Elovl3	same as above	High (100)	High (91)	High (71)	High (70)
Elovl4	same as above	High (100)	High (99)	High (83)	High (90)
Elovl5	same as above	No info	High (63)	High (51)	Mod. (48)
Elovl6	same as above	No info	High (70)	High (68–73)	High (73)
Elovl7	same as above	No info	High (79)	Mod. (41)	Mod. (42)
Fads1/Fads2	Fatty acid desaturase (1.14.19.-)	Moderate (20–50)	Mod. (39/41)	Mod. to High (51/40)	Mod. (39/47)
Far1/Far2	Fatty acyl-CoA reductase (1.2.1.50/84)	No info	High (82/96)	No info	High (52/88)
Fasn	Fatty acid synthase (2.3.1.85)	High (80–95)	High (72)	High (83)	High (57)
Hmgcr	3-Hydroxy-3-methylglutaryl-CoA reductase (1.1.1.34/38)	High (95)	High (67)	High (71)	High (73)
Hmgcs1/Hmgcs2	3-Hydroxy-3-methylglutaryl-CoA synthase (2.3.3.10)	High (80)	High/Mod. (94/37)	High (85/54)	High (81/55)
Lss	Lanosterol synthase (5.4.99.7)	No info	High (59)	Mod. (39)	Mod. (41)
Scd (various)	Stearoyl-CoA desaturases (1.14.19.1)	High (90)	High (88–100)	High (93)	High (97)
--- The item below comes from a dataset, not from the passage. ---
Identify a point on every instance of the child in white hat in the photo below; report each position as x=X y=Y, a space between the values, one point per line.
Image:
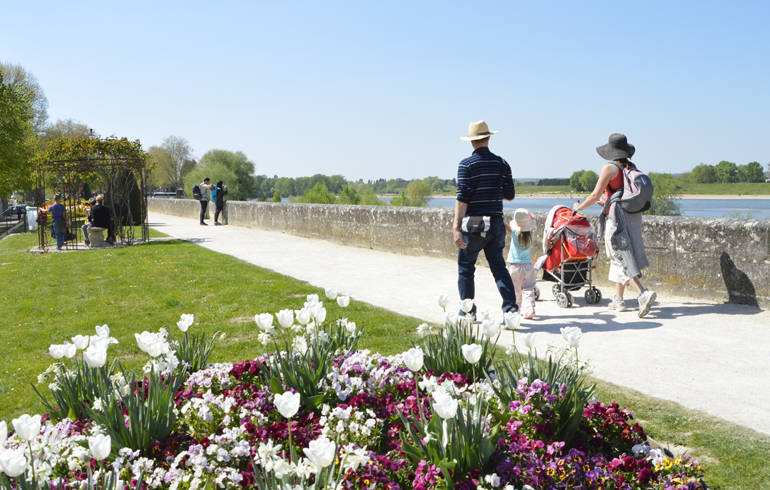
x=520 y=262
Figure 4. Analysis of gene expression patterns in the tarsal plates of humans and mice.

Panel A. Direct comparison of expression profiles of lipid metabolism-related genes in tarsal plates of humans (TP1 and TP2, circles) and mice (pooled samples; triangles). For clarity, only human genes are labeled.

Panel B. Expression profiles of ELOVL enzymes in human (average of two samples) and mouse tarsal tissues. Note that GEO datasets GDS 1832, 1361, and 1009, unlike our data, do not report any presence of ElovL5, Elovl6, and Elovl7 in MG of mice.

Panel C. Comparison of expression profiles of major lipid-synthesizing enzymes in selected human tissues (tarsal plates – our data; other tissues – from GEO dataset GDS3113)

Panel D. Comparison of expression profiles of major lipid-synthesizing enzymes in selected mouse tissues (tarsal plates – our data; other tissues – from GEO dataset GDS3334)

Panel E. Average expression profiles of reference house-keeping genes in tarsal plates of humans and mice.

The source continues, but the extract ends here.